Nulla incarna l’irriducibile alte­rità di prin­ci­pio meglio del best-seller da set­ti­mane in cima a tutte le clas­si­fi­che: Par­lando di eco­no­mia a mia figlia di Ya­nis Varou­fa­kis (Pataki 2013). In que­sto pré­cis di eco­no­mia mar­xi­sta, lucido e impie­toso, il popo­lare mini­stro scio­rina un’analisi sto­rica e macroe­co­no­mica fon­data sul pro­blema delle dise­gua­glianze e sul nesso per­verso fra gover­nanti ban­chieri e capi­tale; un’analisi con­vin­cente, ma del tutto incom­pa­ti­bile con i prin­cipi stessi sui quali è nata l’unione mone­ta­ria oggi vigente.

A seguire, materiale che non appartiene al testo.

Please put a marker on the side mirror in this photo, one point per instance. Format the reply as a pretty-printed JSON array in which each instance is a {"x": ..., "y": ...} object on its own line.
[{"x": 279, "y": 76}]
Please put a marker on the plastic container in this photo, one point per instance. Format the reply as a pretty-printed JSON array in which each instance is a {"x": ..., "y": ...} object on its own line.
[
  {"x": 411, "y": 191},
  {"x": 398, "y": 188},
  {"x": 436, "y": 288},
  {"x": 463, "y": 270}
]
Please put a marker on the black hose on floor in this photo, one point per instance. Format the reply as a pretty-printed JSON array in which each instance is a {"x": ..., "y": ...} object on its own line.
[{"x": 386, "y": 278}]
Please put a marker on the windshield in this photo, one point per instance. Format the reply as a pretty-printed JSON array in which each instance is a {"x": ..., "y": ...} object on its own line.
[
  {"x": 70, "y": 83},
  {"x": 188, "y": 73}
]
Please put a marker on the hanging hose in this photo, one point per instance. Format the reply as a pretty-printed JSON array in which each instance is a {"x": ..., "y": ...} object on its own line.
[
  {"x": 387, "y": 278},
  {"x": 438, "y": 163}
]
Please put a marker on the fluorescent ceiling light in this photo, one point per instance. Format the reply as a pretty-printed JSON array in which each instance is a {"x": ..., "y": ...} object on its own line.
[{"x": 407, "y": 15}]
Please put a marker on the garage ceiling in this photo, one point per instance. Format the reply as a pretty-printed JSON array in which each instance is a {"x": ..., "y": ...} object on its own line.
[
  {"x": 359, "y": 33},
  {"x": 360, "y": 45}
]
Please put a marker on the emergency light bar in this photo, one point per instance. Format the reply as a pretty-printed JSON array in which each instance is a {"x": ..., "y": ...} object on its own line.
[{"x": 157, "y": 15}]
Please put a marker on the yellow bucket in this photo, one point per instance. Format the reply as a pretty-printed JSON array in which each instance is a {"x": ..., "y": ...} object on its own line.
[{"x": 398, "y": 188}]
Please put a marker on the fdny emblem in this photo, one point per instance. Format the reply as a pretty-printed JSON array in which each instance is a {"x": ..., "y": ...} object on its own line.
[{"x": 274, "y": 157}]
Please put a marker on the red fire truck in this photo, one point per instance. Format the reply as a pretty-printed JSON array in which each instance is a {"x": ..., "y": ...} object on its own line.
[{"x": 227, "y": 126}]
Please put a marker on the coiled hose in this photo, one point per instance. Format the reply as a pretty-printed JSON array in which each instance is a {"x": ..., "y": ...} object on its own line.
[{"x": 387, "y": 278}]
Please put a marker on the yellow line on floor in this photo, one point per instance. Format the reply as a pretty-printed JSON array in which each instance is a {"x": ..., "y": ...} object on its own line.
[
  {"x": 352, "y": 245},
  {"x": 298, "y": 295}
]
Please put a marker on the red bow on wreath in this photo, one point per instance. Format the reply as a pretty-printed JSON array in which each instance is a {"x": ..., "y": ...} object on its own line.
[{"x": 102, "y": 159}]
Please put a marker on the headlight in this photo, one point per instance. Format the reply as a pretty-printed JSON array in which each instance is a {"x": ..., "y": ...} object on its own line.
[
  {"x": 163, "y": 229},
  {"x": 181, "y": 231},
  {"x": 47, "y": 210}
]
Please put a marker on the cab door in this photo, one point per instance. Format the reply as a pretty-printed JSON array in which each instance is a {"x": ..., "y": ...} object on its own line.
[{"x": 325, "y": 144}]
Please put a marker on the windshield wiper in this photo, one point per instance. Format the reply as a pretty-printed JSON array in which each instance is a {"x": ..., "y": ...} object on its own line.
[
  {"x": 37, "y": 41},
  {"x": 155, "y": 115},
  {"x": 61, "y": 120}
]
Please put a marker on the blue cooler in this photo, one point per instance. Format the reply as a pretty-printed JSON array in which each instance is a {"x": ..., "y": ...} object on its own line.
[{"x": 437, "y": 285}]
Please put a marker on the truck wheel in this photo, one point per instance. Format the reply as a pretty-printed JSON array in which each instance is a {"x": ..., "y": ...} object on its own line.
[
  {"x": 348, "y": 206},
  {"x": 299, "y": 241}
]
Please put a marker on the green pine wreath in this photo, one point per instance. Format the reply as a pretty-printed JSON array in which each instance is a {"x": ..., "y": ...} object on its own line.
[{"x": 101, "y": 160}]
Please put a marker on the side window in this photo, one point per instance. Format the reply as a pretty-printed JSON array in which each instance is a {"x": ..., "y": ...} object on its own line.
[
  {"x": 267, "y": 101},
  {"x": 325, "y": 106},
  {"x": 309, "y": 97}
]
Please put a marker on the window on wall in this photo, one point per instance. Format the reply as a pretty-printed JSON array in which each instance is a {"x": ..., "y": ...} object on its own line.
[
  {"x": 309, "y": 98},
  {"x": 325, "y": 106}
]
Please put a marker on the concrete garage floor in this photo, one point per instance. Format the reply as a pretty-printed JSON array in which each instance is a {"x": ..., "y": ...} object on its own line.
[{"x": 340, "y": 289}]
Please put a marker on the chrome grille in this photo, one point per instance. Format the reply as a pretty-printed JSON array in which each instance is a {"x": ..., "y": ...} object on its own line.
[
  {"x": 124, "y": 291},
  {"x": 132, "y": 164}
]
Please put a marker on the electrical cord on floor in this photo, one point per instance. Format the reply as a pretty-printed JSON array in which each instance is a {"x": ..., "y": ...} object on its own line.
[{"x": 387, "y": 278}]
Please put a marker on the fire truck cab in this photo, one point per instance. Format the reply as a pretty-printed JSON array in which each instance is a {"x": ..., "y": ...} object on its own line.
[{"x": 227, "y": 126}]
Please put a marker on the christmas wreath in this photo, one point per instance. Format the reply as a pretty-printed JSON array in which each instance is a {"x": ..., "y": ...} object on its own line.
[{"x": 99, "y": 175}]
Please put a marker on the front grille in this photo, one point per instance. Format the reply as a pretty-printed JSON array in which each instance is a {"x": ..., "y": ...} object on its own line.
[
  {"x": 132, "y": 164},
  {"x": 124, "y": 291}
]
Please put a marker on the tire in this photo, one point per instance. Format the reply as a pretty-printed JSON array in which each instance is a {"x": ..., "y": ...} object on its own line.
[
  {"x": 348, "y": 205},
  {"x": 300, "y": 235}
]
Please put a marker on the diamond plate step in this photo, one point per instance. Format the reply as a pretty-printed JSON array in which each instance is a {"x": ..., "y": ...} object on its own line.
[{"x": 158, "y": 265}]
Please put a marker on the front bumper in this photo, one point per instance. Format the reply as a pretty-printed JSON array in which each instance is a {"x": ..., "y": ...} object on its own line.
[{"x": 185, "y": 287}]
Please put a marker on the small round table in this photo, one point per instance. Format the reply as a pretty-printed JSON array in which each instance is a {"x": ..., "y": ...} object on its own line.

Si rac­conta che in una delle ultime riu­nioni dell’Eurogruppo — in cui le ricette del governo Tsi­pras veni­vano respinte come too poli­ti­cal — il mini­stro di un impor­tante Paese sia sbot­tato con­tro la pre­tesa di Varou­fa­kis di «inse­gnarci come va il mondo». In man­canza di alleati, e senza un euro in cassa, si pos­sono (e si devono) otte­nere pic­coli van­taggi stra­te­gici, si può (e si deve) scom­met­tere sui mar­gini di “oscu­rità crea­tiva”; ma è lecito il sospetto di una scon­fitta annun­ciata, in quanto per­vi­ca­ce­mente voluta dai governi dell’Europa, incu­ranti del rischio delle sva­sti­che, e non­cha­lants se in Gre­cia il 44,3% della popo­la­zione è oltre la soglia di povertà, la disoc­cu­pa­zione balla attorno al 26%, e nelle città, dove il valore degli immo­bili è sceso del 40% in tre anni, la deva­sta­zione è palese nelle strade, nelle per­sone “nor­mali” che vagano sper­dute, non pos­sono più curarsi e zop­pi­cano o dor­mono sotto il cielo.

Il festi­val del docu­men­ta­rio di Salo­nicco (da oggi al 22 marzo), offrirà una serie di pre­ziosi lavori rela­tivi a scio­peri, licen­zia­menti, sanità e immi­gra­zione. Su tutti, Il pesce sul monte di Stra­tula Theo­do­ra­tou sul crollo dei can­tieri navali a Pèrama, e Agorà di Ghior­gos Avghe­rò­pu­los, dove il ter­mine antico nel titolo non desi­gna più la piazza della demo­cra­zia antica, ma l’onnipotente mer­cato che opprime, deprime e — vio­len­te­mente — reprime.